Click presented an Uncompressed PCM 5.1 audio that seemed like a pretty typical soundtrack for this sort of comedy, though the elements related to the remote control opened up matters to a good degree. The forward domain played the strongest role in the audio throughout the film.
The mix displayed solid stereo imaging and also created a pretty good sense of environment through various effects. Elements meshed together well and moved across the spectrum cleanly.
As for the surrounds, they remained the junior partners most of the time, but they became more involved in the proceedings when the remote did its magic. Though scenes were somewhat infrequent, but they added good spice to the flick at times.
Audio quality appeared fine. Speech was smooth and distinct, and I noticed no signs of edginess or problems connected to intelligibility. Music sounded bright and vivid and displayed pretty good range.
Effects were clean and accurate, and they suffered from no signs of distortion. Bass response rounded out the piece nicely. The soundtrack did the job and presented some more than acceptable audio.
How did the Blu-ray compare to the DVD version? The lossless audio showed a bit more range, while visuals appeared more concise. Though it’s not a great presentation, the Blu-ray still bettered the DVD.
Moving to the extras, we start with an audio commentary from director Frank Coraci, actor Adam Sandler, co-writer Steve Koren, and executive producer Tim Herlihy. All four sit together for this running, screen-specific chat that includes info about sets and locations, the choice to shoot hi-def video and other technical decisions, cast and performances, real-life influences and inspirations for various elements, visual effects, and various shoot specifics.
Expect a lot of joking and praise here along with the occasional nugget of decent information. Every once in a while, something reasonably interesting turns up, but most of the track sticks with light fare.
The guys seem to enjoy themselves, and they make things amusing. However, they don’t give us a very good look at the film, so this ends up as a pretty mediocre commentary.
Four Deleted Scenes fill a total of three minutes, five seconds. These include “Habeeboo Can Do It” (0:30), “Loser Guy Returns” (1:00), “Fatty Sandwich” (1:13) and “Sp-Sp-Spit It Out” (0:44). These are obviously pretty inconsequential, though “Returns” offers a neat call-back for the Terry Crews character.
Under the “Featurettes” domain, we find seven pieces. Make Me Old and Fat runs six minutes, 34 seconds, and we hear from Coraci, Sandler, visual effects designer Jim Rygiel, special makeup effects Rick Baker, and actors Henry Winkler and Kate Beckinsale.
As implied by the title, we get some info about how they made the actors look different ages and body sizes. Mostly we hear the actors reflect on their experiences, so don’t expect real nuts and bolts details. The show remains reasonably fun, though, largely due to all the shots from the set.
Next comes FX of Click.

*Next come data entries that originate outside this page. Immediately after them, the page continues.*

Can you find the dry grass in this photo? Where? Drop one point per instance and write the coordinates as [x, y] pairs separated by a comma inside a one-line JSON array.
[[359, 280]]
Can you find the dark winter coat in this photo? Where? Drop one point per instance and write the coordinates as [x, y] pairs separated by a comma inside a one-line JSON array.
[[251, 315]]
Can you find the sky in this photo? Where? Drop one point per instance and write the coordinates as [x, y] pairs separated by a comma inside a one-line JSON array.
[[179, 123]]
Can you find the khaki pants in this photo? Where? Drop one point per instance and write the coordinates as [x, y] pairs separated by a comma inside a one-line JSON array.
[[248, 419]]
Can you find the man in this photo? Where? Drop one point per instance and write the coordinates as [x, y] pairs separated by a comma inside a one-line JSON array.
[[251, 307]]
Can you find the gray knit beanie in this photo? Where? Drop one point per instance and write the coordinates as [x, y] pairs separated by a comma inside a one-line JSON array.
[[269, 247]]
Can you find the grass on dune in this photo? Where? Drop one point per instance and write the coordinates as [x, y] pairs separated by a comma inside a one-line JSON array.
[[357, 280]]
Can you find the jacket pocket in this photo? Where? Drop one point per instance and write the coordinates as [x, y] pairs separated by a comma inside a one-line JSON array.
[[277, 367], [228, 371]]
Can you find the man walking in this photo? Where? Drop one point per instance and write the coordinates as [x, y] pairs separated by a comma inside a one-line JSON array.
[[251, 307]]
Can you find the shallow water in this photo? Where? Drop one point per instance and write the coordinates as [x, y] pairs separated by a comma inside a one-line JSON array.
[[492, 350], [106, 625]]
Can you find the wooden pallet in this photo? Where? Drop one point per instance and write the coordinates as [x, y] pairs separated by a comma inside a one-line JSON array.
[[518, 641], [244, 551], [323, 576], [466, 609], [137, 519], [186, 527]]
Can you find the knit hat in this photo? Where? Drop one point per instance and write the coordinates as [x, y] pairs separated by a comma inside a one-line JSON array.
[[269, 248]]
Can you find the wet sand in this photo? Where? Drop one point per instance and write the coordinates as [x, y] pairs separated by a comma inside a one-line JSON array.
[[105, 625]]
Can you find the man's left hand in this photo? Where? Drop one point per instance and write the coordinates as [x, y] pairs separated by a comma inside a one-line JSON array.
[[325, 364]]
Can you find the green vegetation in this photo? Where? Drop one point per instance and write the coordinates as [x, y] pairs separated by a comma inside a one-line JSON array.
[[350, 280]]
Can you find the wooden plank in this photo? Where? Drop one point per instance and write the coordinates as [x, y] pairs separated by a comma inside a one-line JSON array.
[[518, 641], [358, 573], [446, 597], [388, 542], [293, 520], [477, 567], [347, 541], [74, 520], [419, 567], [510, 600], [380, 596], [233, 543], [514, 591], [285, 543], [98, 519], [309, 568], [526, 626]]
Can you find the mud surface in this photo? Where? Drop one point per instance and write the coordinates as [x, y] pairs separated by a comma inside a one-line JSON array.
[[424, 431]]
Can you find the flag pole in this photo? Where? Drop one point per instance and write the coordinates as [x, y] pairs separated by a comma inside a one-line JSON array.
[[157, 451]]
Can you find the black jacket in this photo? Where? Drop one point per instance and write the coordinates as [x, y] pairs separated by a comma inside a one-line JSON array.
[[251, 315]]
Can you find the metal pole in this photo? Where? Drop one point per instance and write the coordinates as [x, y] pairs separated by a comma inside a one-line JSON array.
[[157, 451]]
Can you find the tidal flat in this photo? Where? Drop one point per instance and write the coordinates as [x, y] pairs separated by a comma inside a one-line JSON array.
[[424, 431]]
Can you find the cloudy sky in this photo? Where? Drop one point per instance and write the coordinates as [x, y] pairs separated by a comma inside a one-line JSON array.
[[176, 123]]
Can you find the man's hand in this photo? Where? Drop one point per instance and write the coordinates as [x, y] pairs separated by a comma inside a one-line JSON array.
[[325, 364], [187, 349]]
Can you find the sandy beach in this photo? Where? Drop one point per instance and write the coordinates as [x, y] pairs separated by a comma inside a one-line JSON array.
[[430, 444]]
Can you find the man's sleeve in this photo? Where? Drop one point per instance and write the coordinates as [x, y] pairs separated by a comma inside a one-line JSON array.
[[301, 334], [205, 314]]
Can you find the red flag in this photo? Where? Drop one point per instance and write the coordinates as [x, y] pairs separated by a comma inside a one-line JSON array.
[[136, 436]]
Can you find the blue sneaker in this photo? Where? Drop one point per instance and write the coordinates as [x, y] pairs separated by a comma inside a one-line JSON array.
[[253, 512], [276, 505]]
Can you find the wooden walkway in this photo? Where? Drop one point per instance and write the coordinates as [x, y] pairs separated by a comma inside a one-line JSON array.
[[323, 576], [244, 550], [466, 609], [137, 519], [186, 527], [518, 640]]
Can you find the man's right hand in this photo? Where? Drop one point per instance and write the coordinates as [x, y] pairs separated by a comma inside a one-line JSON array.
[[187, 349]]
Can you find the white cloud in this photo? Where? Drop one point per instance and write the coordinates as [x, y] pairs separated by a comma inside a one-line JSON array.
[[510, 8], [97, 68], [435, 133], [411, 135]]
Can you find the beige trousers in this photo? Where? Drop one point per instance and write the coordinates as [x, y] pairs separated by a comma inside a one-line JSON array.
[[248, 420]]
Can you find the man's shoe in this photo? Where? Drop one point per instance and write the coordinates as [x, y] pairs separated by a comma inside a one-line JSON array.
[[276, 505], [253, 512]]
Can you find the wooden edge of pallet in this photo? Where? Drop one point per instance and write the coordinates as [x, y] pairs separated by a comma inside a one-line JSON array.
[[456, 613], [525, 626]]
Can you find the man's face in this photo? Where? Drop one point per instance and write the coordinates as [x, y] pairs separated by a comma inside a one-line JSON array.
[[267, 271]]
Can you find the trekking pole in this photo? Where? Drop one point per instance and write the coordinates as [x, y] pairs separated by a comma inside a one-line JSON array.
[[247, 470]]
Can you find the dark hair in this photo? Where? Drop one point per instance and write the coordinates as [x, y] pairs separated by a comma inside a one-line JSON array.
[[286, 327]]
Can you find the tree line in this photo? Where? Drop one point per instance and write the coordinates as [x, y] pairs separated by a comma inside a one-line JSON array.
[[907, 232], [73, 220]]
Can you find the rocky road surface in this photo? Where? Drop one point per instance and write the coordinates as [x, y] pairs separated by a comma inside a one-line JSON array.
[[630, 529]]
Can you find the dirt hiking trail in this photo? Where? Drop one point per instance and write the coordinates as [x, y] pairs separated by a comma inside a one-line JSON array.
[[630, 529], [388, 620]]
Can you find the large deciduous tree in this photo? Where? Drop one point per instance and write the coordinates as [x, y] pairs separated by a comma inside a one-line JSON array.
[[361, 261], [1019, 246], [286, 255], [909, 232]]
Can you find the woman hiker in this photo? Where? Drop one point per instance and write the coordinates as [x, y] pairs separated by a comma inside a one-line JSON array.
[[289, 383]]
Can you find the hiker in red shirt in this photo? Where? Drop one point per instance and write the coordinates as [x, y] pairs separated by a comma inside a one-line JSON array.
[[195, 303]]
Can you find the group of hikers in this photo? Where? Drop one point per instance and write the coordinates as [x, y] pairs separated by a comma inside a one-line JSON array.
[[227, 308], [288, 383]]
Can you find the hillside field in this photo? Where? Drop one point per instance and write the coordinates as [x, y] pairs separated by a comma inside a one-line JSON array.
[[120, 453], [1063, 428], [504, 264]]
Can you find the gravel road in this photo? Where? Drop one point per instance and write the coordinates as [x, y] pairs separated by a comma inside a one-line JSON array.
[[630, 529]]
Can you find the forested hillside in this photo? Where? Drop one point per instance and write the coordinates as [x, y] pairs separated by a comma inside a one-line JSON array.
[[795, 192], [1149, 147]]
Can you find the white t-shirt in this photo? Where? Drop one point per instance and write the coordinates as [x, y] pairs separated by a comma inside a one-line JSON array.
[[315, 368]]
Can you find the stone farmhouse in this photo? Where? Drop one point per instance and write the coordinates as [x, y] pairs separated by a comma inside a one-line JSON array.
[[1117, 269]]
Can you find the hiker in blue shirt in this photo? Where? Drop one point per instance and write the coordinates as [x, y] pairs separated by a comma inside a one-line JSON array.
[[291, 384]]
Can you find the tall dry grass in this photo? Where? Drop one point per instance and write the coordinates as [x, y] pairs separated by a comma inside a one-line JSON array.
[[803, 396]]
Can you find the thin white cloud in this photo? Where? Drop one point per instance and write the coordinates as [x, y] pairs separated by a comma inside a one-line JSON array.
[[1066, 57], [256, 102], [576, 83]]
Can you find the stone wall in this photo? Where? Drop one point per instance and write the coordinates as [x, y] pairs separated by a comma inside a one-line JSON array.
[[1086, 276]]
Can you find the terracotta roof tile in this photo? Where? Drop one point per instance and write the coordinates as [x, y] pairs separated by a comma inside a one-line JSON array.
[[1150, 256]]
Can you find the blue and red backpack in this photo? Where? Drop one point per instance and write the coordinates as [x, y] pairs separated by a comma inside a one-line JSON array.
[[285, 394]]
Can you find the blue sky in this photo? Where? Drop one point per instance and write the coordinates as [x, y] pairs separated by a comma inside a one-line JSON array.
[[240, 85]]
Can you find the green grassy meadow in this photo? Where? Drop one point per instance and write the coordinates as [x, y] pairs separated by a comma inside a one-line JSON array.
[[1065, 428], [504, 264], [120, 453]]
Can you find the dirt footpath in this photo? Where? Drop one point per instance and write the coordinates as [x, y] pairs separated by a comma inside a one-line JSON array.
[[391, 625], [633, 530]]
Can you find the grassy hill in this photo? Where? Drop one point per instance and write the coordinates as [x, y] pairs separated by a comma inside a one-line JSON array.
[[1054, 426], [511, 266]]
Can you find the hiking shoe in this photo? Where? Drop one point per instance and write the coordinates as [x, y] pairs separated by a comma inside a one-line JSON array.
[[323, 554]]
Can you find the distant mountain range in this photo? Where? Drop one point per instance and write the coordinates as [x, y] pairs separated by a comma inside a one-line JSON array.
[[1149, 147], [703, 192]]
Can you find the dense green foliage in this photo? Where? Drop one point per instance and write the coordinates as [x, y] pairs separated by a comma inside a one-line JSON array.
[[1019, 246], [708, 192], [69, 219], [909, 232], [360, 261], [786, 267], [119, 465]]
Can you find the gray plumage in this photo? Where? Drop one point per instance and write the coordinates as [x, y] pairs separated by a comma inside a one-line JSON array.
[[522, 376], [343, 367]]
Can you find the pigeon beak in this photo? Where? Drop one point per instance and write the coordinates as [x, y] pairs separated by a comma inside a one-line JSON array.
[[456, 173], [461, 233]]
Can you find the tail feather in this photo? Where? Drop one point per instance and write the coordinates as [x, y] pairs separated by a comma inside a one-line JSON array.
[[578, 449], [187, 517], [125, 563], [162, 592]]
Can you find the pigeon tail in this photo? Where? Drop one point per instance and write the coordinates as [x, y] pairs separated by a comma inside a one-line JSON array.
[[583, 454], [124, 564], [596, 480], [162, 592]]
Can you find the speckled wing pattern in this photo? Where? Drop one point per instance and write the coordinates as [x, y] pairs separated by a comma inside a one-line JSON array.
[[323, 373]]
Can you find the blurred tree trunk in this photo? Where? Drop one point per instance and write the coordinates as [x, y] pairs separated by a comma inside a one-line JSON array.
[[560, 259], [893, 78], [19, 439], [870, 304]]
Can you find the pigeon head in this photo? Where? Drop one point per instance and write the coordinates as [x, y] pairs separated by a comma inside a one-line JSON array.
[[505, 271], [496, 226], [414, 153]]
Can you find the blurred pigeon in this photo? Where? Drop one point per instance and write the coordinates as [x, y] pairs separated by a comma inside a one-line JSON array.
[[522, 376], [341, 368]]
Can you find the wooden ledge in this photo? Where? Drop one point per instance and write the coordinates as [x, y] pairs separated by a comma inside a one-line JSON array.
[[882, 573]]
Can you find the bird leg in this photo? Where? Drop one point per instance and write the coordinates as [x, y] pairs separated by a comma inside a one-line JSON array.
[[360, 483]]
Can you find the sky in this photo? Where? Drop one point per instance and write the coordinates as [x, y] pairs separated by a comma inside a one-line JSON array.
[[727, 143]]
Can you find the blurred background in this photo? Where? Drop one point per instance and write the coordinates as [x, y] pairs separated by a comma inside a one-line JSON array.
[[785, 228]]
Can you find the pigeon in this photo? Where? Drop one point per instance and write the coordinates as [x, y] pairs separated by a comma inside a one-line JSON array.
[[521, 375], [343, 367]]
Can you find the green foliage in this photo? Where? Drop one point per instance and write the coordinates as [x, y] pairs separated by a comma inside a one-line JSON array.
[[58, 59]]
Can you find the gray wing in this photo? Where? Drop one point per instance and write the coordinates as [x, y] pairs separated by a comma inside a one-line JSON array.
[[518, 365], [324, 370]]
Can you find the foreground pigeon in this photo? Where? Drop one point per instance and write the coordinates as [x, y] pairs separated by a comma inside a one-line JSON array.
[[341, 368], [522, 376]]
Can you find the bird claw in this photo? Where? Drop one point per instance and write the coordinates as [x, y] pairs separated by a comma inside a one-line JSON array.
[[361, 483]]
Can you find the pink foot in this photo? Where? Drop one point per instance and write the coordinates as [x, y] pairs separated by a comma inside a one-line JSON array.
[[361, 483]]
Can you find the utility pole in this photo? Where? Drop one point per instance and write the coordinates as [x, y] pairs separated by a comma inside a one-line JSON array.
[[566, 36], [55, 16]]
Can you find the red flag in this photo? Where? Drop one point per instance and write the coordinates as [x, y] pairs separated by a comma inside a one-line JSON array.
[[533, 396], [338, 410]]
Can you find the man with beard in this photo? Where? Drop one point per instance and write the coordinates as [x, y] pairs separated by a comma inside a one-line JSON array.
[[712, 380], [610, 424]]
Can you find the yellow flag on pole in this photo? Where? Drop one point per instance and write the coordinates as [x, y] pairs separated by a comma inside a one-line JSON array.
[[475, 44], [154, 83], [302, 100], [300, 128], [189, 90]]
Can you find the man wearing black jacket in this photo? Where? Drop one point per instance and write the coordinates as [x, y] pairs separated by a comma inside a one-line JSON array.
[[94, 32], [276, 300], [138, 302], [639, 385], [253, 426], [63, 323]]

It fills five minutes, nine seconds, and features Rygiel, Beckinsale, special effects coordinator John C. Hartigan and lead creative supervisor Kent Demaine.
This gets into visual elements like how they executed the universal remote-related sequences. We see the different elements and how they mesh.
There’s also a look at a rain-soaked set and another covered with snow. This turns into a good technical overview of all the different challenges presented by the material.
For the four-minute, 47-second Design My Universe, we hear from Coraci and production designer Perry Andelin Blake. We learn details about the movie’s main sets. It’s a quick and effective view of the subject.
Cars of the Future goes for three minutes, nine seconds, and includes Hartigan, Blake, Coraci, and sculptor Craig Abele. It looks at the designs used for the vehicles in the future sequences. Since we barely see these in the movie, I like the fact we get a closer view of their creation.
During the one-minute, 11-second Humping Dogs, we hear from Rygiel and Beckinsale. We find a very quick look at how they got the dogs to do the nasty with the stuffed duck. It gives us the minimal basics, which is about all we need – or want – from this subject.
In Director’s Take, we get four minutes, 22 seconds with Sandler, Winkler, Beckinsale and actors David Hasselhoff, Jake Hoffman, Julie Kavner, Sophie Monk, Sean Astin and Christopher Walken.
The participants talk about Coraci and why they think he’s a wonderful guy and a great director. The content stays with general praise, but some decent footage from the set slightly redeems it.
Finally, Fine Cookin’ goes for two minutes, 57 seconds and features general wackiness from Sandler on the set. While he wears his fat guy makeup, he goofs around and acts silly. This is mildly amusing.
I wanted to like Click and thought I would enjoy it based on trailers. However, the movie featured exceedingly few humorous moments and instead features the exploits of a genuinely obnoxious, unlikable lead character. The Blu-ray offers erratic visuals along with very good audio and decent supplements. This becomes a flawed Blu-ray for a mediocre film.